Date: Sun, 17 May 2026 03:04:42 UTC
Hi all,
I'd like to gauge interest in a language/library feature that bridges C++20
concepts with runtime polymorphism.
**Problem:**
C++20 gives us powerful compile-time concepts, but when we need to store
heterogeneous types in a container (e.g., a vector of "anything drawable"),
we must choose between:
- Templates (no runtime flexibility)
- Manual type-erasure boilerplate (Sean Parent's runtime concept pattern, ~50+ lines per interface)
- std::any (unsafe any_cast, no interface enforcement)
**Idea:**
Introduce a concept-constrained erased type, spelled std::any<<Concept> or
std::dyn<<Concept>, which:
- Accepts only types satisfying the concept (compile-time check)
- Exposes the concept's required members as directly callable methods
- Requires no inheritance, no virtual functions, no manual vtable authoring
Example:
template<typename T>
concept Drawable = requires(T t) { t.draw(); };
std::vector<std::any<<Drawable>> scene;
scene.emplace_back(Circle{1.0}); // OK, satisfies Drawable
scene.emplace_back(Rectangle{2.0, 3.0});// OK
// scene.emplace_back(42); // Error: int does not satisfy Drawable
for (auto& s : scene) {
s.draw(); // Direct call. No any_cast.
}
**Prior art:**
- Rust's dyn Trait, Swift protocols, Go interfaces (non-intrusive runtime
polymorphism with compiler-generated witness tables)
- Library approximations: woid, dyno, te (but require heavy boilerplate or
macros)
**Questions for the group:**
1. Has this direction been discussed before in EWG/LEWG?

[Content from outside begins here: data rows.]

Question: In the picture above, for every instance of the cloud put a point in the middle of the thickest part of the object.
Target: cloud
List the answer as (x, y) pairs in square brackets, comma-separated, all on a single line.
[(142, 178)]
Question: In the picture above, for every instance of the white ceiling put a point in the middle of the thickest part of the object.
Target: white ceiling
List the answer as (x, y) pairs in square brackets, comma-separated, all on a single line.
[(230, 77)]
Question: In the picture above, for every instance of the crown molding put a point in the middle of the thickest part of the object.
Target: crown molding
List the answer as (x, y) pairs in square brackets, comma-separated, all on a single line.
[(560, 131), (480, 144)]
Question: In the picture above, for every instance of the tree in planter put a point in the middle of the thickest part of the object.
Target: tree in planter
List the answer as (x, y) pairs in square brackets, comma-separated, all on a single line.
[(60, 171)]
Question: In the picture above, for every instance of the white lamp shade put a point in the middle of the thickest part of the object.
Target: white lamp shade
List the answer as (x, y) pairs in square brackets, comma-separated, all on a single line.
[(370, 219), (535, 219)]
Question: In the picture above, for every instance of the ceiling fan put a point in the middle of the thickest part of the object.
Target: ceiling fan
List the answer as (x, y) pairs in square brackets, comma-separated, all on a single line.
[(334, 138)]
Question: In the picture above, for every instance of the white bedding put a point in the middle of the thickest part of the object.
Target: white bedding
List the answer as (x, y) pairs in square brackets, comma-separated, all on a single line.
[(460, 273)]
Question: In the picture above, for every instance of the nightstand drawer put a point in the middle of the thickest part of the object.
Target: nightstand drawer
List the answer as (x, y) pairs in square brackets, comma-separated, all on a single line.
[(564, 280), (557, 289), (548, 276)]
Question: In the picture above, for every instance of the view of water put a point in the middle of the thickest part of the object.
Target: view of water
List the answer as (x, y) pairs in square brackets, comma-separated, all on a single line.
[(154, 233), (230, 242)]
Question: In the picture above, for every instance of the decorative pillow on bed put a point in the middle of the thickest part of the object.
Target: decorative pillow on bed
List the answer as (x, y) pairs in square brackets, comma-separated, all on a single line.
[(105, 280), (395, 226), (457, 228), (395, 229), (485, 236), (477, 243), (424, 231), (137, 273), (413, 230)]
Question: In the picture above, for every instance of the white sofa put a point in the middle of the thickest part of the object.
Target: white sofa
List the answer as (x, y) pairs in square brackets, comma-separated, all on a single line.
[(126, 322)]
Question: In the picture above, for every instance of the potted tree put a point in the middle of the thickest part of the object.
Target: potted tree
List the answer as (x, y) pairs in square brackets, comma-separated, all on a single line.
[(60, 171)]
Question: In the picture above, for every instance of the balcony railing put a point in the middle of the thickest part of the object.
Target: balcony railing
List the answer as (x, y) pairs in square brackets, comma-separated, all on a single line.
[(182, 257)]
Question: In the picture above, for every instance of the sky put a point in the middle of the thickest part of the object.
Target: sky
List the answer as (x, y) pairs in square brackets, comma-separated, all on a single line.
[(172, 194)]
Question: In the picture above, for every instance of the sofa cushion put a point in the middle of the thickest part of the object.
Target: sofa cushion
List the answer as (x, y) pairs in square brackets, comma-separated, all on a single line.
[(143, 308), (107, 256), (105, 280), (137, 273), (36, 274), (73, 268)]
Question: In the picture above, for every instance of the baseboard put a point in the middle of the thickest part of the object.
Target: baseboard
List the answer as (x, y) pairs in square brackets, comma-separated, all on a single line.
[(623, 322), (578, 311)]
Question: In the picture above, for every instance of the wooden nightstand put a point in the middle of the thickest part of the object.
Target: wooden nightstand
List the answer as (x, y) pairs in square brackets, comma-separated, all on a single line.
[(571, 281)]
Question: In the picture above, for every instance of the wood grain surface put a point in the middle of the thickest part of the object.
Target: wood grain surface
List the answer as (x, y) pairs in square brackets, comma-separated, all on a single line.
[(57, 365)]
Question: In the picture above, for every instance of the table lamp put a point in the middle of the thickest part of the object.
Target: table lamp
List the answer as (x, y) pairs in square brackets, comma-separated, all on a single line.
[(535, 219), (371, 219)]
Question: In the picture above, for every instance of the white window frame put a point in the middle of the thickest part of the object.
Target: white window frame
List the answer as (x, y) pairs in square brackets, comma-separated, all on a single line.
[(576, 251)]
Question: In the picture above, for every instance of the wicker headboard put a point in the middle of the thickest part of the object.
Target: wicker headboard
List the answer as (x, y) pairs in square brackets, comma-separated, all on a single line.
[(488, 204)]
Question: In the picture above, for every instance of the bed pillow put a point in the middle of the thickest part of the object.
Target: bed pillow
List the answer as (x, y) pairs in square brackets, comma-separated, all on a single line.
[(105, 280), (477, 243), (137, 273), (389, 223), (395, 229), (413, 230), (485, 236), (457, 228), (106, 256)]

2. Is there appetite for a core-language mechanism to auto-generate dispatch
tables from concept requirements, or would a pure-library solution based
on reflection (P2996) be preferred?
3. Should this overload std::any<<Concept> or introduce a new vocabulary type
(std::dyn<<Concept>)?
I have a more detailed draft if there is interest. Thanks for your time!